# Hindi, Urdu: inserting the main word inside relative clauses



## MonsieurGonzalito

Friends,

I am trying to understand when extactly is "legal" to break the continuity of a relative clause by inserting the main word (the word the clause qualifies) inside it. It seems to be the norm, but not always.
In the following examples, which I took from the internet, the  main word is in red, and the clause qualifying it is in green.

_1. jo kaam kartaa huuN vah bahut xatar_naak hai
2. jo saamaan bhaarat xariidnaa chaahe, ham ve saplaaii karne ke lie taiyaar haiN
3. yah vah 3aurat hai jisko maiN pyaar kartaa huuN
4. jin bachchoN ke pitaa un_ke saath khelte haiN  un_ke kam ravaiye kii samsyaaeN haiN_

Could I rearrange the words of those sentences as follows?:

_1. kaam jo kartaa huuN vah bahut xatar_naak hai
2. saamaan jo bhaarat xariidnaa chaahe, ham ve saplaaii karne ke lie taiyaar haiN
3.  (???)
4. bachchoN jin ke pitaa un_ke saath khelte haiN  un_ke kam ravaiye kii samsyaaeN haiN_

Are this rearrangements valid/idiomatic?
Why #3 in particular doesn't have the main word inside the clause? Can it be rearranged somehow?

Thanks in advance for any orientation


----------



## MonsieurGonzalito

I guess the difference between #3 and all the others, is that the main word has something "determining" it already

_yah *vah *3aurat hai jisko maiN pyaar kartaa huuN_

As HU doesn't have articles, probably the idiomatic thing is to have the relative pronoun double as "determiner" of the main word, when there isn't any other word available.

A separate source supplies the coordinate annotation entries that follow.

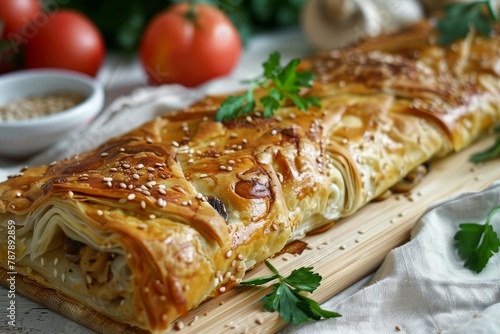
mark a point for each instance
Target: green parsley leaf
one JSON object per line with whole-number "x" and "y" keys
{"x": 477, "y": 243}
{"x": 459, "y": 18}
{"x": 282, "y": 83}
{"x": 286, "y": 298}
{"x": 236, "y": 105}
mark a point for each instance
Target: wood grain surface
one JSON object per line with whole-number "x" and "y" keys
{"x": 350, "y": 250}
{"x": 367, "y": 237}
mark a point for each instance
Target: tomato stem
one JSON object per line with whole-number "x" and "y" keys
{"x": 191, "y": 13}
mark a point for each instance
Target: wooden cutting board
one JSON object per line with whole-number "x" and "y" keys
{"x": 353, "y": 248}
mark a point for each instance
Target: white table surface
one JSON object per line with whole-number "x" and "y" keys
{"x": 120, "y": 77}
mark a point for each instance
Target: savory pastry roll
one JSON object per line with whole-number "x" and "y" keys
{"x": 150, "y": 224}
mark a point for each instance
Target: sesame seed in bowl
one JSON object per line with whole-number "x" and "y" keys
{"x": 40, "y": 107}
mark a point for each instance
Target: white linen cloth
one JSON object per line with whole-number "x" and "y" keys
{"x": 422, "y": 286}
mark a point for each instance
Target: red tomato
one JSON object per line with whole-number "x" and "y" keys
{"x": 14, "y": 14}
{"x": 189, "y": 44}
{"x": 68, "y": 40}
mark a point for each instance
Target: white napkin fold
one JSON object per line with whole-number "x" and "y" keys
{"x": 422, "y": 286}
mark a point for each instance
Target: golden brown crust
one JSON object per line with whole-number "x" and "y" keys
{"x": 189, "y": 204}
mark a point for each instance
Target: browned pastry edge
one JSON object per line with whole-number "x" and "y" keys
{"x": 66, "y": 306}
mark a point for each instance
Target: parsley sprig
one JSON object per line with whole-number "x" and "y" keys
{"x": 281, "y": 83}
{"x": 491, "y": 152}
{"x": 477, "y": 243}
{"x": 459, "y": 18}
{"x": 286, "y": 297}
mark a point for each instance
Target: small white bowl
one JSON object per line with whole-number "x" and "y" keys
{"x": 22, "y": 138}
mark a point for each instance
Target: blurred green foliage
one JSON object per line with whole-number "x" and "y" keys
{"x": 122, "y": 21}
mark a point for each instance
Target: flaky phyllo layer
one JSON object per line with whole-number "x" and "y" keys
{"x": 150, "y": 224}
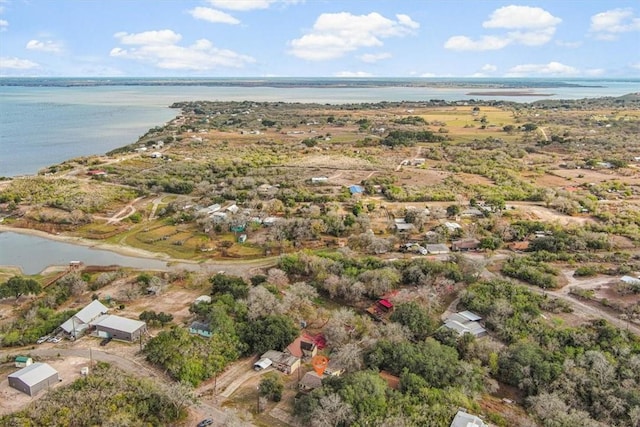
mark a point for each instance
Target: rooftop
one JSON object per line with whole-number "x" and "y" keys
{"x": 34, "y": 373}
{"x": 121, "y": 323}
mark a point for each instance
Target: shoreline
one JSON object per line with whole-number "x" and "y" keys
{"x": 117, "y": 249}
{"x": 210, "y": 265}
{"x": 508, "y": 93}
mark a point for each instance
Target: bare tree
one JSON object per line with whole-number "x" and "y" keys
{"x": 262, "y": 303}
{"x": 332, "y": 411}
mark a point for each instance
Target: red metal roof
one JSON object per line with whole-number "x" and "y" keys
{"x": 385, "y": 303}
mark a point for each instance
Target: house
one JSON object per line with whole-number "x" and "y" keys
{"x": 269, "y": 221}
{"x": 519, "y": 246}
{"x": 465, "y": 245}
{"x": 81, "y": 321}
{"x": 333, "y": 369}
{"x": 282, "y": 361}
{"x": 393, "y": 382}
{"x": 356, "y": 190}
{"x": 309, "y": 382}
{"x": 437, "y": 249}
{"x": 262, "y": 364}
{"x": 203, "y": 298}
{"x": 23, "y": 361}
{"x": 200, "y": 328}
{"x": 452, "y": 226}
{"x": 630, "y": 280}
{"x": 463, "y": 419}
{"x": 465, "y": 322}
{"x": 401, "y": 225}
{"x": 34, "y": 378}
{"x": 381, "y": 309}
{"x": 471, "y": 212}
{"x": 120, "y": 328}
{"x": 302, "y": 348}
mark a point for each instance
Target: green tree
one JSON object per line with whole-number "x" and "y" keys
{"x": 18, "y": 286}
{"x": 232, "y": 285}
{"x": 271, "y": 386}
{"x": 415, "y": 318}
{"x": 274, "y": 332}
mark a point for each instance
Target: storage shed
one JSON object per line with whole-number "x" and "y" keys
{"x": 23, "y": 361}
{"x": 34, "y": 378}
{"x": 120, "y": 328}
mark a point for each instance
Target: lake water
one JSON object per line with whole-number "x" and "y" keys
{"x": 41, "y": 126}
{"x": 33, "y": 254}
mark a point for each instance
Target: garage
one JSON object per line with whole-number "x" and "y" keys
{"x": 34, "y": 378}
{"x": 120, "y": 328}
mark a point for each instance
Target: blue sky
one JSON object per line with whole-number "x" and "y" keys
{"x": 320, "y": 38}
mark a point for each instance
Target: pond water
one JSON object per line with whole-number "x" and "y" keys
{"x": 33, "y": 254}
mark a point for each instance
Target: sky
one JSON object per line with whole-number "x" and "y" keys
{"x": 320, "y": 38}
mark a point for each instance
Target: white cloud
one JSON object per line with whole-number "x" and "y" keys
{"x": 243, "y": 5}
{"x": 595, "y": 72}
{"x": 44, "y": 46}
{"x": 151, "y": 38}
{"x": 551, "y": 69}
{"x": 485, "y": 43}
{"x": 13, "y": 63}
{"x": 349, "y": 74}
{"x": 608, "y": 25}
{"x": 568, "y": 45}
{"x": 374, "y": 57}
{"x": 213, "y": 15}
{"x": 532, "y": 38}
{"x": 335, "y": 34}
{"x": 521, "y": 17}
{"x": 160, "y": 48}
{"x": 532, "y": 26}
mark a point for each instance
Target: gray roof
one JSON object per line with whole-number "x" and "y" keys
{"x": 470, "y": 315}
{"x": 437, "y": 247}
{"x": 84, "y": 317}
{"x": 280, "y": 358}
{"x": 462, "y": 419}
{"x": 311, "y": 380}
{"x": 121, "y": 324}
{"x": 33, "y": 374}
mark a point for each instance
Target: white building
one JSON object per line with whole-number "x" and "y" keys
{"x": 80, "y": 322}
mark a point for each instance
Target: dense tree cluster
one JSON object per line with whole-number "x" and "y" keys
{"x": 106, "y": 397}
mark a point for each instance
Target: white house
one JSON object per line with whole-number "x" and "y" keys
{"x": 80, "y": 322}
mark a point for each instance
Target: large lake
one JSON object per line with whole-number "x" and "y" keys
{"x": 33, "y": 254}
{"x": 41, "y": 126}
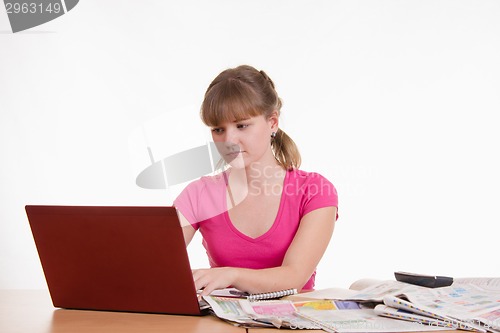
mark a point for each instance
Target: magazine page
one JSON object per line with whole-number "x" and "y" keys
{"x": 229, "y": 309}
{"x": 492, "y": 284}
{"x": 361, "y": 320}
{"x": 396, "y": 313}
{"x": 465, "y": 302}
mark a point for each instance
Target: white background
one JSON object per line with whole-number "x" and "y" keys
{"x": 396, "y": 102}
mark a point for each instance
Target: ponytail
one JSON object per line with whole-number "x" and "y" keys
{"x": 285, "y": 151}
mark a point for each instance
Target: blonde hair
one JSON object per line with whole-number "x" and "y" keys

Let me apply my theory to any of he other sentences:

_2. *koii bhii* saamaan jo bhaarat xariidnaa chaahe, ham ve saplaaii karne ke lie taiyaar haiN_

Is this more acceptable?


----------



## aevynn

MonsieurGonzalito said:


> I am trying to understand when extactly is "legal" to break the continuity of a relative clause...


I have a minor quibble with your use of "break the continuity"  I can see why you say this, as it does seem like broken continuity from an English (and presumably also Spanish) perspective, but this is not really the correct way to view this from a native UH perspective. When the referent appears inside the relative clause, it is genuinely part of the relative clause itself. IMHO, the correct way to view the phenomenon you're noticing is rather that UH has a tendency to _encourage_ the continuity of _both_ the matrix and the relative clauses and to _discourage_ one from interrupting the other (as often happens in English). To explain what I'm getting at, consider this English sentence:
​(A) The time that we have spent together cannot be erased from my memory.​
The relative clause ("that we have spent together") is almost forced to interrupt the continuity of the matrix clause ("The time ... cannot be erased from my memory"). To convey this thought in HU, several word orders are possible, but two of the most common might be:
​(1) jo waqt ham_ne saath bitaayaa hai [wo(h)] kabhii merii yaadoN se miT nahiiN saktaa.​(2) wo(h) waqt kabhii merii yaadoN se miT nahiiN saktaa jo ham_ne saath bitaayaa hai.​
To make an analogy with English, (1) would be something like "The time that we have spent together, it can never be erased from my memory" and (2) would be something like "That time can never be erased from my memory, the one that we have spent together," respectively. These English sentences are maybe _possible_, but clearly (A) would be the most natural and frequent. But in UH, probably (1) and (2) are the most natural and frequent structures used for relativizing.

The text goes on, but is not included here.